Evis Sammoutis (Cyprus) holds a PhD in Music Composition from the York University where he studied with Thomas Simaku. He continiued his studies at IRCAM, Darmstadt, Voix Nouvelles and Tanglewood with Georges Aperghis, George Benjamin, Brian Ferneyhough and Helmut Lachenmann. He is currently a Fulbright Scholar at Boston University on a sabbatical from The European University Cyprus, where he serves as associate professor of Music. He also taught at York, Nottingham and Hull universities. 

His works have been commissioned by festivals and organisations such as the Venice Biennale, Klangspuren, Royaumont and ARD, and performed in more than 30 countries at venues and festivals such as The Purcell Room, Konzerthaus Berlin, MusicNOW, Gaudeamus Music Week, BachFest in Leipzig, TransArt and the ISCM Festivals.
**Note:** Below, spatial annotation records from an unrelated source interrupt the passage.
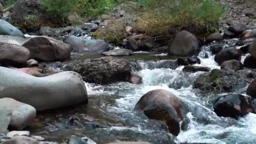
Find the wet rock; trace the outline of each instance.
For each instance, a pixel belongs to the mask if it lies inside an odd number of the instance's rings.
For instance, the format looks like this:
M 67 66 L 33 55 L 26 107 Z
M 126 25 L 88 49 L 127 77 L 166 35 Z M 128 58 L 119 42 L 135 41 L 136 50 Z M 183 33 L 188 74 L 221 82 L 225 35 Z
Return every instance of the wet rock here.
M 195 81 L 195 86 L 205 93 L 237 91 L 246 87 L 255 77 L 252 75 L 253 72 L 246 69 L 237 71 L 214 69 L 200 75 Z
M 0 77 L 3 80 L 0 85 L 5 85 L 5 88 L 1 90 L 0 98 L 8 96 L 30 104 L 37 111 L 88 101 L 84 82 L 78 74 L 73 72 L 37 77 L 16 69 L 0 67 Z
M 25 65 L 29 56 L 29 51 L 23 46 L 0 42 L 0 63 L 3 65 Z
M 209 43 L 214 40 L 223 40 L 223 36 L 219 32 L 214 32 L 211 34 L 205 39 L 205 43 Z
M 0 133 L 5 133 L 8 132 L 8 125 L 11 122 L 11 116 L 10 109 L 6 106 L 0 106 Z
M 256 59 L 251 55 L 247 56 L 243 62 L 243 66 L 245 67 L 256 69 Z
M 214 57 L 214 61 L 219 64 L 222 62 L 232 59 L 240 60 L 241 53 L 236 48 L 225 48 L 217 53 Z
M 21 45 L 26 40 L 26 38 L 21 37 L 0 35 L 0 42 L 11 44 L 16 44 L 19 45 Z
M 183 72 L 210 72 L 210 68 L 207 67 L 194 66 L 191 65 L 186 66 L 182 69 Z
M 240 21 L 234 21 L 228 30 L 235 34 L 240 34 L 247 29 L 247 26 Z
M 246 93 L 253 98 L 256 98 L 256 80 L 253 81 L 249 85 Z
M 239 94 L 221 96 L 213 104 L 214 112 L 219 117 L 237 119 L 254 112 L 251 98 Z
M 39 35 L 53 36 L 54 35 L 54 29 L 49 27 L 41 27 L 39 29 Z
M 221 65 L 221 69 L 237 70 L 243 69 L 243 66 L 240 61 L 232 59 L 223 62 Z
M 69 45 L 45 36 L 32 37 L 22 46 L 30 51 L 30 58 L 38 61 L 63 61 L 70 57 Z
M 142 83 L 142 77 L 135 74 L 131 74 L 129 79 L 129 83 L 135 84 Z
M 176 35 L 168 48 L 168 54 L 188 56 L 197 55 L 200 51 L 200 42 L 193 34 L 183 30 Z
M 69 44 L 73 51 L 102 53 L 109 50 L 108 45 L 104 40 L 85 40 L 70 36 L 64 40 L 64 43 Z
M 39 144 L 39 142 L 36 140 L 29 137 L 25 136 L 16 136 L 13 138 L 7 140 L 1 143 L 2 144 Z
M 222 45 L 218 44 L 211 46 L 210 50 L 213 54 L 216 54 L 222 50 Z
M 172 93 L 158 89 L 142 96 L 135 109 L 150 119 L 165 122 L 170 132 L 177 136 L 180 131 L 179 122 L 184 116 L 183 107 L 182 102 Z
M 0 19 L 0 35 L 25 37 L 19 30 L 3 19 Z
M 254 37 L 256 37 L 256 29 L 246 30 L 241 35 L 241 38 Z
M 12 138 L 17 136 L 29 136 L 30 133 L 29 131 L 12 131 L 6 133 L 6 136 Z
M 6 85 L 6 88 L 8 88 L 8 85 L 7 82 L 5 82 L 4 85 Z M 4 91 L 0 94 L 0 97 L 11 96 L 5 94 L 4 90 L 2 91 Z M 12 113 L 9 126 L 16 130 L 21 130 L 29 125 L 35 118 L 36 112 L 35 108 L 13 99 L 0 99 L 0 105 L 7 107 L 11 110 Z
M 128 49 L 119 48 L 107 51 L 102 53 L 102 54 L 106 56 L 130 56 L 133 55 L 133 52 Z

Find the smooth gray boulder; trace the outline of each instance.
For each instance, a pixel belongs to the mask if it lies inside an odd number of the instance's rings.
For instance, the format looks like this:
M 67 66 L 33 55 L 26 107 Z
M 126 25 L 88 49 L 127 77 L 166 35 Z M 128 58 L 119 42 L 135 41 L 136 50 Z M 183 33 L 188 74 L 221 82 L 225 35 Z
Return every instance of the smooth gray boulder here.
M 37 77 L 0 67 L 0 98 L 13 98 L 33 106 L 37 111 L 86 104 L 88 100 L 84 82 L 74 72 Z
M 0 133 L 5 133 L 8 132 L 11 115 L 11 111 L 8 107 L 0 106 Z
M 103 53 L 109 50 L 108 45 L 104 40 L 83 40 L 71 35 L 64 42 L 71 46 L 72 51 Z
M 70 57 L 70 45 L 45 36 L 32 37 L 22 46 L 30 51 L 30 59 L 42 61 L 63 61 Z
M 1 85 L 5 86 L 4 85 Z M 3 88 L 8 88 L 6 87 Z M 0 95 L 1 97 L 2 97 L 2 93 Z M 7 95 L 6 96 L 8 96 Z M 29 125 L 36 115 L 36 110 L 34 107 L 13 99 L 0 99 L 0 105 L 7 107 L 11 109 L 11 116 L 9 127 L 16 130 L 21 130 Z
M 3 19 L 0 19 L 0 35 L 25 37 L 24 35 L 19 29 Z
M 116 49 L 104 52 L 102 54 L 106 56 L 130 56 L 133 55 L 133 52 L 126 49 Z
M 0 64 L 2 65 L 25 65 L 29 56 L 29 50 L 23 46 L 0 42 Z

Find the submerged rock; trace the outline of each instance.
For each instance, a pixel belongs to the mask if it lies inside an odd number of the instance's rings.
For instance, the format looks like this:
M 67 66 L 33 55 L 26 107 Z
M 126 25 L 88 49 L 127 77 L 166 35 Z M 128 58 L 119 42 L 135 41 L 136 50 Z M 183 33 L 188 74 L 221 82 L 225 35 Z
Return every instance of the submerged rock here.
M 32 105 L 37 111 L 86 104 L 88 100 L 84 82 L 75 72 L 37 77 L 16 69 L 0 67 L 0 77 L 2 80 L 0 85 L 5 88 L 1 89 L 0 98 L 13 98 Z
M 179 122 L 184 117 L 182 102 L 171 92 L 164 90 L 150 91 L 144 95 L 135 106 L 139 112 L 149 118 L 165 122 L 169 131 L 178 136 Z
M 70 46 L 50 37 L 36 36 L 24 42 L 22 46 L 30 51 L 30 58 L 38 61 L 63 61 L 70 57 Z
M 168 54 L 183 56 L 197 55 L 200 48 L 200 42 L 195 35 L 183 30 L 176 35 L 175 39 L 168 48 Z
M 214 112 L 218 116 L 237 119 L 254 112 L 251 98 L 239 94 L 220 97 L 213 104 Z

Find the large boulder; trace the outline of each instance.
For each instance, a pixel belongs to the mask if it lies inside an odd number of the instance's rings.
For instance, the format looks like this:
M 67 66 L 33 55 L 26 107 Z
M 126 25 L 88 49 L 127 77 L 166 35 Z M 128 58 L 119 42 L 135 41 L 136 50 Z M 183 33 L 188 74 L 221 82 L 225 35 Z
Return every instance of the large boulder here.
M 168 48 L 168 54 L 182 56 L 197 55 L 200 51 L 200 43 L 194 34 L 186 30 L 182 31 L 176 35 Z
M 229 27 L 228 30 L 237 34 L 240 34 L 247 29 L 247 26 L 242 21 L 234 21 Z
M 126 49 L 115 49 L 109 51 L 102 53 L 106 56 L 130 56 L 133 54 L 133 52 L 129 50 Z
M 210 72 L 199 75 L 195 81 L 195 86 L 205 93 L 238 92 L 249 84 L 254 77 L 254 72 L 255 71 L 246 69 L 237 71 L 213 69 Z
M 8 108 L 11 111 L 9 126 L 13 129 L 21 130 L 29 125 L 35 118 L 35 109 L 28 104 L 18 101 L 13 99 L 5 98 L 0 99 L 0 105 Z
M 221 65 L 221 69 L 230 69 L 237 70 L 243 69 L 243 66 L 240 61 L 235 59 L 223 62 Z
M 150 119 L 165 122 L 171 133 L 176 136 L 179 135 L 179 123 L 185 115 L 184 106 L 171 92 L 161 89 L 150 91 L 141 98 L 135 109 Z
M 26 40 L 27 40 L 26 38 L 21 37 L 0 35 L 0 42 L 1 42 L 21 45 Z
M 102 53 L 109 50 L 108 45 L 104 40 L 83 40 L 71 35 L 64 43 L 69 44 L 73 51 Z
M 37 77 L 16 69 L 0 67 L 0 98 L 8 97 L 37 111 L 87 103 L 87 92 L 81 76 L 73 72 Z M 17 95 L 17 93 L 19 93 Z
M 3 19 L 0 19 L 0 35 L 25 37 L 24 35 L 19 29 Z
M 3 65 L 26 65 L 30 53 L 25 48 L 0 42 L 0 64 Z
M 221 96 L 213 104 L 214 112 L 220 117 L 237 119 L 254 112 L 253 102 L 251 97 L 239 94 Z
M 249 85 L 246 93 L 253 98 L 256 98 L 256 80 L 253 81 Z
M 107 56 L 74 61 L 67 64 L 64 70 L 78 72 L 86 82 L 104 84 L 128 81 L 130 64 L 128 60 Z
M 30 58 L 38 61 L 63 61 L 70 57 L 70 46 L 53 38 L 45 36 L 32 37 L 22 46 L 30 51 Z
M 241 59 L 241 54 L 239 51 L 236 48 L 225 48 L 215 55 L 214 61 L 219 64 L 221 64 L 222 62 L 228 60 L 240 60 Z

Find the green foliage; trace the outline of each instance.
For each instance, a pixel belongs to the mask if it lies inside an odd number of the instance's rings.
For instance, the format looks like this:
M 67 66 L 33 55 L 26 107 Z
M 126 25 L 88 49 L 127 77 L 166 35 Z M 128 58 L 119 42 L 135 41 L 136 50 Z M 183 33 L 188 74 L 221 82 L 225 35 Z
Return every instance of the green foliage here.
M 146 12 L 137 26 L 148 35 L 168 35 L 181 29 L 193 29 L 192 27 L 195 31 L 217 31 L 224 12 L 213 0 L 139 0 Z

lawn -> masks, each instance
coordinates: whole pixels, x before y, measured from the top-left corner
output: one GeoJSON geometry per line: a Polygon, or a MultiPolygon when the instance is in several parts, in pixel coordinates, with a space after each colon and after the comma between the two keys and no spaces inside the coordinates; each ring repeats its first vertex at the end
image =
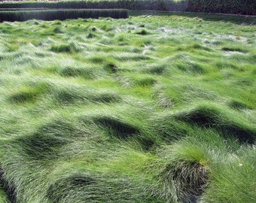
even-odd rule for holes
{"type": "Polygon", "coordinates": [[[0,202],[255,201],[255,23],[0,23],[0,202]]]}

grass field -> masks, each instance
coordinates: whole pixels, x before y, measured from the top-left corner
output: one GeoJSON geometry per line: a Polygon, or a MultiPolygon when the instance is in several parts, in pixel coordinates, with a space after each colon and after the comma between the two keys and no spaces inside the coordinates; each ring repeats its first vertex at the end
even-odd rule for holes
{"type": "Polygon", "coordinates": [[[256,20],[0,24],[0,202],[253,202],[256,20]]]}

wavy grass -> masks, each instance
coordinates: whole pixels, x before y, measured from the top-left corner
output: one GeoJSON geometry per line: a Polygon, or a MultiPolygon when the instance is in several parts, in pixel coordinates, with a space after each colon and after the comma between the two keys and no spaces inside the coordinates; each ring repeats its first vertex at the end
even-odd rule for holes
{"type": "Polygon", "coordinates": [[[255,198],[253,18],[130,14],[0,23],[0,202],[255,198]]]}

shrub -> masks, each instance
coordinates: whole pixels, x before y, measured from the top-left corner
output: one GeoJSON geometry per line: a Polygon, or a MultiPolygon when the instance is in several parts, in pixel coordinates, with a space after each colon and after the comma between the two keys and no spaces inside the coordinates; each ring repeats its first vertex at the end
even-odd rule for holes
{"type": "Polygon", "coordinates": [[[78,18],[126,18],[126,10],[108,9],[65,9],[65,10],[41,10],[0,12],[0,22],[26,21],[36,19],[42,20],[54,20],[78,18]]]}

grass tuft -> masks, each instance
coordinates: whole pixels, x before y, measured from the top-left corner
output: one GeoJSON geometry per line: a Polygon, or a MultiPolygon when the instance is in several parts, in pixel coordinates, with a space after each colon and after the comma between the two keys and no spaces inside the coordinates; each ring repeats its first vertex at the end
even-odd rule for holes
{"type": "Polygon", "coordinates": [[[96,123],[107,128],[114,135],[126,139],[135,134],[139,134],[139,129],[130,123],[123,123],[114,117],[101,117],[94,119],[96,123]]]}
{"type": "Polygon", "coordinates": [[[214,106],[199,105],[189,111],[179,113],[175,118],[193,125],[215,129],[224,136],[233,136],[241,142],[253,144],[256,138],[255,129],[230,119],[229,115],[214,106]]]}

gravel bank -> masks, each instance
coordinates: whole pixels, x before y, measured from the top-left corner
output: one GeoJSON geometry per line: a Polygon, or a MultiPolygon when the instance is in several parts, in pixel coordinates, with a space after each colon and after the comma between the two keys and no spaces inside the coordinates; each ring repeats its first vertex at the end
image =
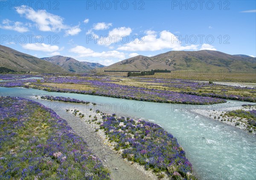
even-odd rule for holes
{"type": "MultiPolygon", "coordinates": [[[[232,107],[226,108],[224,111],[218,111],[214,110],[206,110],[206,109],[191,109],[190,111],[196,114],[204,116],[207,118],[209,118],[213,120],[218,120],[221,123],[227,124],[237,128],[244,130],[248,132],[248,130],[246,127],[247,125],[247,120],[245,118],[241,120],[238,117],[229,117],[227,116],[224,115],[228,111],[237,109],[243,109],[244,111],[248,111],[255,109],[255,108],[244,108],[242,106],[240,107],[232,107]],[[239,123],[239,125],[236,125],[236,123],[239,123]]],[[[254,135],[256,134],[256,131],[253,130],[252,133],[254,135]]]]}
{"type": "MultiPolygon", "coordinates": [[[[74,109],[67,112],[69,116],[72,116],[73,120],[66,120],[74,130],[87,142],[89,146],[99,158],[102,160],[103,164],[111,171],[113,180],[157,180],[157,177],[152,170],[146,171],[144,166],[137,163],[128,161],[121,157],[122,149],[117,151],[114,149],[115,143],[110,143],[105,135],[104,130],[99,129],[100,124],[97,123],[102,121],[100,113],[96,113],[90,111],[86,108],[84,109],[76,109],[79,112],[84,114],[84,117],[79,117],[79,113],[75,116],[72,113],[74,109]],[[90,115],[90,117],[89,116],[90,115]],[[93,121],[94,117],[97,121],[93,121]],[[96,129],[99,131],[96,131],[96,129]]],[[[63,109],[66,111],[66,110],[63,109]]],[[[162,180],[169,180],[167,175],[162,180]]]]}

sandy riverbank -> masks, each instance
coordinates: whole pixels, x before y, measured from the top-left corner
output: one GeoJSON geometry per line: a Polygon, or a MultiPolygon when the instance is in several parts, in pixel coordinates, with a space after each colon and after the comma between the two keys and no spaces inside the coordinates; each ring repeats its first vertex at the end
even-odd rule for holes
{"type": "MultiPolygon", "coordinates": [[[[247,128],[248,125],[247,120],[245,118],[241,119],[240,117],[228,117],[225,115],[227,112],[238,109],[242,109],[244,111],[248,111],[255,109],[255,106],[254,107],[245,108],[242,106],[227,107],[225,108],[224,110],[206,110],[206,109],[191,109],[190,111],[194,113],[203,116],[208,118],[212,120],[218,120],[221,123],[225,123],[233,126],[235,127],[241,129],[242,129],[249,133],[249,130],[247,128]],[[239,124],[237,125],[237,123],[239,123],[239,124]]],[[[254,135],[256,134],[256,131],[253,130],[253,132],[250,132],[254,135]]]]}
{"type": "MultiPolygon", "coordinates": [[[[104,130],[99,129],[100,124],[99,123],[98,124],[97,124],[97,123],[102,121],[102,115],[100,113],[96,113],[95,111],[90,111],[86,108],[83,109],[76,109],[79,110],[79,112],[77,113],[76,116],[73,114],[75,109],[70,109],[67,112],[70,115],[75,117],[76,119],[79,120],[80,121],[79,124],[77,123],[77,124],[80,128],[75,127],[73,126],[72,126],[71,127],[75,131],[79,131],[78,128],[80,129],[81,126],[85,126],[87,130],[90,131],[92,134],[96,136],[96,138],[99,140],[97,143],[102,145],[98,146],[97,147],[93,146],[92,148],[93,150],[93,152],[102,160],[103,164],[112,171],[113,179],[142,180],[158,179],[157,176],[153,172],[152,170],[146,171],[145,169],[144,166],[140,165],[137,163],[128,161],[127,159],[122,158],[121,155],[122,149],[119,151],[114,149],[115,143],[109,142],[108,140],[108,137],[105,134],[104,130]],[[82,118],[79,117],[79,112],[84,114],[84,117],[82,118]],[[90,116],[90,117],[89,116],[90,116]],[[96,117],[97,121],[94,121],[94,117],[96,117]],[[96,131],[96,129],[98,129],[99,131],[96,131]],[[105,154],[104,156],[101,154],[102,153],[102,149],[104,151],[103,153],[105,154]],[[98,151],[101,151],[100,153],[98,153],[98,151]],[[96,151],[97,152],[96,153],[96,151]],[[107,153],[106,153],[106,152],[107,153]],[[116,169],[116,168],[117,169],[116,169]]],[[[70,122],[70,123],[71,123],[70,122]]],[[[84,132],[79,131],[79,134],[81,134],[81,133],[84,133],[84,132]]],[[[90,146],[89,147],[90,147],[90,146]]],[[[165,174],[165,177],[161,179],[167,180],[170,179],[167,177],[166,174],[165,174]]]]}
His compositions have also been broadcast such as BBC Radio 3, (United Kingdom), Deutschlandradio, SWR2, Deutsche Welle and ARD (Germany), Rai 3 (Italy), RTP (Portugal) and KBS1 (South Korea).

His music has been performed by major performes, ensembles and orchestras such as The Ensemble Modern, Les Percussions de Strasbourg, The London Symphony Orchestra, Irvine Arditti, Rohan de Saram and Peter Sheppard Skaerved, and conductors Frank Ollu, Elgar Howarth, Kasper de Roo and Christoph Poppen.

He was awarded prizes at many competitions, including The Royal Philharmonic Society Award, The 5th Jurgenson International Competition, The Franz Liszt Scholarship, The Irino Prize, The Andres Segovia Prize and the 5th Concours Dutilleux.

Ταυτοφωνία – Taftophonia
Taftophonia was composed for David Alberman who gave its world premiere at the Wapping Hydraulic Power Station as part of SPNM’s Solo Spotlights Series in 2007, a month before Peter Sheppard Skaerved gave its secind London performancies at the Royal Academy of Music as part of a portrait concert of the composer. The title means unison in English, and the work is written for a violinist, rather than a violin, aiming to create a synthesis between the performer’s gesture, voice and instrumental part. The “vocal” part consists of a number of effects; predominantly whistling, humming and tongue clicks. Each of these effects is paired with sounds from the violin that share similar timbral characteristics (such as specific harmonic positions rich in overtones, precise control of vibrato, bow pressure and position of the bow on the string and col legno battuto, to name but a few). The composer’s intention for this work was to create one fused sound, one unified expression of taftophonia where the listener cannot hear or see any separation between what the performer plays as a violinist and what he/she “sings” as a person.